GLOBAL CREDIT BULLETS | Monday, 18 March 2024

Credit markets – Mind the spread
The end of last week saw some increased volatility after months of protracted calm. Strong US PPI data triggered inflation fears and a wobble in rates and credit. We would not underestimate signals coming from market action last week. US macro keeps sending out robust signs, on growth and labor markets but recent on inflation too. The three cuts currently in the price for 2024 are reasonable, but further strength can lead to a re-pricing of terminal rates and subsequent curve steepening. Credit spreads are back to late 2021 levels, and high-yield prices in default rates below the ones reached in an average year, despite the recent modest uptick. Volatilities remain at two-year lows cross-market. Overall, this environment has been conducive to an accumulation of positioning in carry trades, and we see credit as vulnerable to both an improvement in US data and a deterioration in sentiment. We continue to see limited value in rates and beta credit, and recommend investors focus on selected areas of credit or use current levels to reduce market beta.

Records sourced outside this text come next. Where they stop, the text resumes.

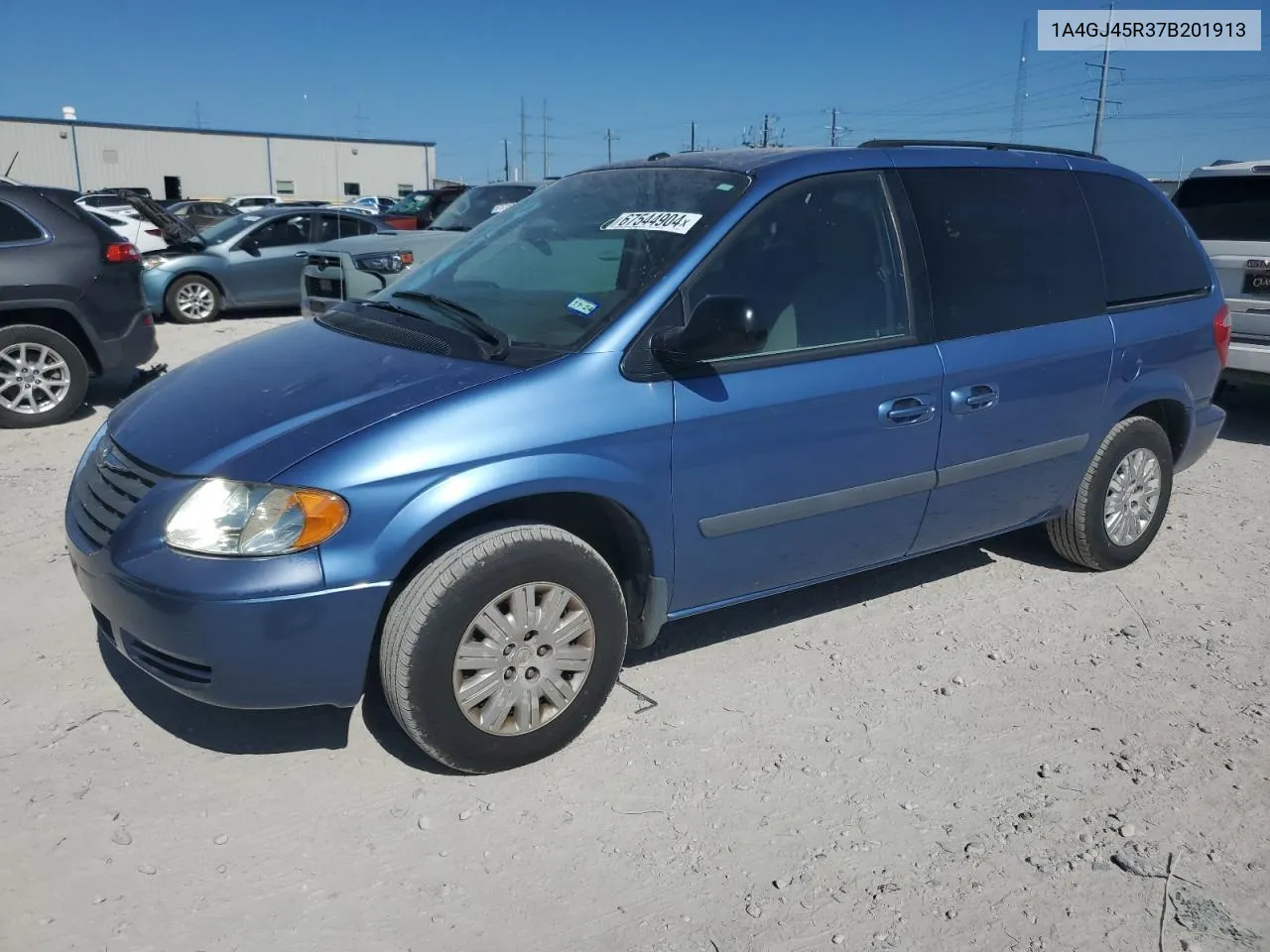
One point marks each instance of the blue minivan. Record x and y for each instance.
(654, 389)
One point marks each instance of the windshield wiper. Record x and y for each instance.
(472, 321)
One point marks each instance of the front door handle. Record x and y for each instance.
(906, 412)
(980, 397)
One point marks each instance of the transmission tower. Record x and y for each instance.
(1016, 125)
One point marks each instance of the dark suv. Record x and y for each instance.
(70, 304)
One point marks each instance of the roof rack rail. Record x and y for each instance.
(965, 144)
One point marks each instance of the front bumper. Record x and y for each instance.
(234, 633)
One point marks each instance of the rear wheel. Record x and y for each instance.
(44, 377)
(193, 299)
(1121, 500)
(502, 651)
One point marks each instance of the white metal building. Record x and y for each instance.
(190, 163)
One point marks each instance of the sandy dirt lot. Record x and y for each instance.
(975, 751)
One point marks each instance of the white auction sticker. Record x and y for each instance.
(1174, 31)
(675, 222)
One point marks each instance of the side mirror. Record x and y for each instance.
(721, 325)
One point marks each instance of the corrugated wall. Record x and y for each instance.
(211, 166)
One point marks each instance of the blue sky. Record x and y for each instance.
(454, 73)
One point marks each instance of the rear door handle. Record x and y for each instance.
(979, 397)
(905, 412)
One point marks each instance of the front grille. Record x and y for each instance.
(324, 287)
(111, 484)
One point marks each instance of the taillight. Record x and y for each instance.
(121, 253)
(1222, 334)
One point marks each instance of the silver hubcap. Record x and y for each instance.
(1133, 498)
(195, 301)
(524, 658)
(33, 379)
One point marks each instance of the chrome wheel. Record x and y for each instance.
(524, 658)
(195, 301)
(1132, 498)
(33, 379)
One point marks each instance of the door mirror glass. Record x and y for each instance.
(720, 326)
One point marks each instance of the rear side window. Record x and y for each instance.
(16, 226)
(1147, 254)
(1227, 208)
(1005, 248)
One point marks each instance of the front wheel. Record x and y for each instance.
(1121, 500)
(193, 299)
(44, 377)
(502, 651)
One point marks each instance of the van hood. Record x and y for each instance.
(258, 407)
(425, 244)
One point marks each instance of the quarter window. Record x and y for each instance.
(1146, 250)
(1005, 248)
(821, 264)
(16, 226)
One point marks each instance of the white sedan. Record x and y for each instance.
(132, 227)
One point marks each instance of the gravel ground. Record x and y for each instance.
(976, 751)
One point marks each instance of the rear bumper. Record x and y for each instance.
(1209, 420)
(137, 345)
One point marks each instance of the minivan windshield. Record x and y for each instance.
(476, 204)
(1227, 207)
(556, 267)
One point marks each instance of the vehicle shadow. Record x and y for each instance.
(1247, 413)
(225, 730)
(726, 624)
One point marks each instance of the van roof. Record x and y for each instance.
(1256, 167)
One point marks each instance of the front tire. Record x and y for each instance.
(44, 377)
(1121, 500)
(502, 651)
(193, 298)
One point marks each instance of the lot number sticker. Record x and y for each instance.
(674, 222)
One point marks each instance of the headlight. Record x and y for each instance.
(385, 262)
(223, 517)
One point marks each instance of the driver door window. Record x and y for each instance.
(284, 231)
(821, 264)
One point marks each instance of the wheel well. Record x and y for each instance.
(1173, 420)
(56, 320)
(606, 526)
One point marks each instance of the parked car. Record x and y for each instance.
(644, 393)
(70, 304)
(252, 203)
(200, 214)
(1228, 206)
(418, 209)
(356, 270)
(249, 261)
(144, 235)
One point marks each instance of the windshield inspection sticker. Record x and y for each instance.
(675, 222)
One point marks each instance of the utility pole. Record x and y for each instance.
(547, 143)
(1102, 86)
(525, 139)
(1016, 123)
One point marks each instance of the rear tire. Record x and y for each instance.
(193, 298)
(502, 651)
(44, 377)
(1121, 499)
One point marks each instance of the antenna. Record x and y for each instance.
(1016, 123)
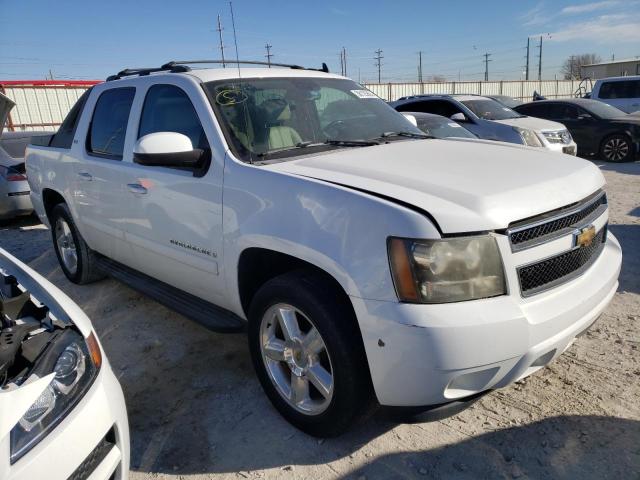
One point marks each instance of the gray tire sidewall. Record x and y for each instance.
(622, 136)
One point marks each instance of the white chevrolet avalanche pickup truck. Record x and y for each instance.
(371, 264)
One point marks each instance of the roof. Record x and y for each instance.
(575, 101)
(624, 60)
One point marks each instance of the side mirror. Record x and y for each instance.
(411, 118)
(168, 149)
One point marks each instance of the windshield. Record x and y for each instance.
(604, 110)
(441, 127)
(489, 109)
(284, 117)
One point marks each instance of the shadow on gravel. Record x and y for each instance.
(571, 447)
(628, 236)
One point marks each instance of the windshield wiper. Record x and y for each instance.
(351, 143)
(405, 134)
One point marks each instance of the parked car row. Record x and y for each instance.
(573, 126)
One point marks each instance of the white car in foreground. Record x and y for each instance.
(371, 262)
(62, 412)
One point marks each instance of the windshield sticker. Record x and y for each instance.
(231, 97)
(364, 94)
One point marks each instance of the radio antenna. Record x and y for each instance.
(244, 104)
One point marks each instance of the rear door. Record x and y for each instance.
(98, 177)
(174, 218)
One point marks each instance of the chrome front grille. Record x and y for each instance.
(550, 272)
(546, 227)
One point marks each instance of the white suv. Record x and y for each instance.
(371, 264)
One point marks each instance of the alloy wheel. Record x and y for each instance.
(616, 149)
(296, 358)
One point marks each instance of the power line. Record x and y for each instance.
(378, 63)
(269, 54)
(486, 66)
(219, 29)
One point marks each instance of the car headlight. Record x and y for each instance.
(561, 136)
(529, 137)
(75, 362)
(446, 270)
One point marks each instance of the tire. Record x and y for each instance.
(72, 249)
(616, 148)
(315, 304)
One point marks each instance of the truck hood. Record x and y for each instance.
(533, 123)
(6, 104)
(466, 185)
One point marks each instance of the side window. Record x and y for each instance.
(64, 136)
(167, 108)
(109, 123)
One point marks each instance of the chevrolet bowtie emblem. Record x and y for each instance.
(585, 236)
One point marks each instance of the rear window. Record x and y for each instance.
(109, 123)
(621, 89)
(64, 136)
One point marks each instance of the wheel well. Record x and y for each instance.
(259, 265)
(51, 198)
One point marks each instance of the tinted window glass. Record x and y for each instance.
(613, 90)
(167, 108)
(64, 136)
(109, 122)
(489, 109)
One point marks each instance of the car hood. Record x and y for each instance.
(466, 185)
(6, 104)
(533, 123)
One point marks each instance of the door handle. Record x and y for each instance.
(136, 188)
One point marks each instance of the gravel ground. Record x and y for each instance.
(197, 411)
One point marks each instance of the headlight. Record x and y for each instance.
(446, 270)
(529, 137)
(75, 362)
(561, 136)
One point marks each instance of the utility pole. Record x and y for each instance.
(527, 74)
(571, 64)
(540, 59)
(219, 29)
(378, 63)
(486, 66)
(269, 54)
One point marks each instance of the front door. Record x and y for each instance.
(98, 175)
(174, 221)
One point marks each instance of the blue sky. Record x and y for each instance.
(90, 39)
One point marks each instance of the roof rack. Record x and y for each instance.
(178, 66)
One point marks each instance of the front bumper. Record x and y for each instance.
(433, 354)
(77, 444)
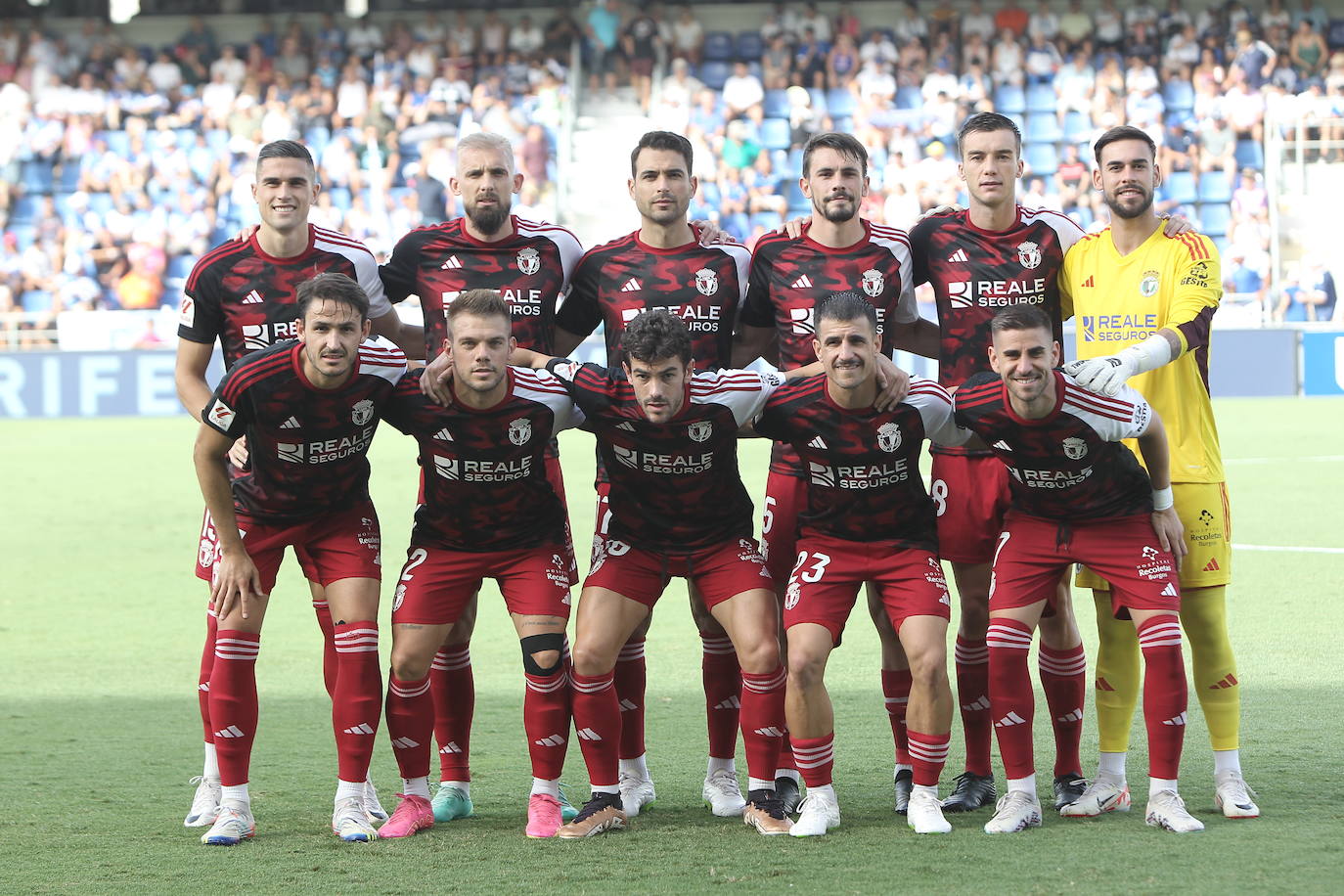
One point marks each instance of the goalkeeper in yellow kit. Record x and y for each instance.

Fed Preview – Doves may fly away
The FOMC will hold rates unchanged on Wednesday night, but new projections will likely see stronger growth and inflation in 2024. The risks for the dot plot are tilted to the upside, both for the 2024 dot which previously had indicated 3 cuts, and the long-run neutral dot at 2.5%. Either change may be taken negatively by risk assets. February data was mixed but not clearly dovish, whereby monthly inflation fell from the seasonally high January levels but remained elevated. The labour market loosened and consumer spending cooled, albeit at healthy levels. The base case remains for the Fed to start lowering rates in June, currently priced at 50%, but risks are tilted for cuts to start later this year.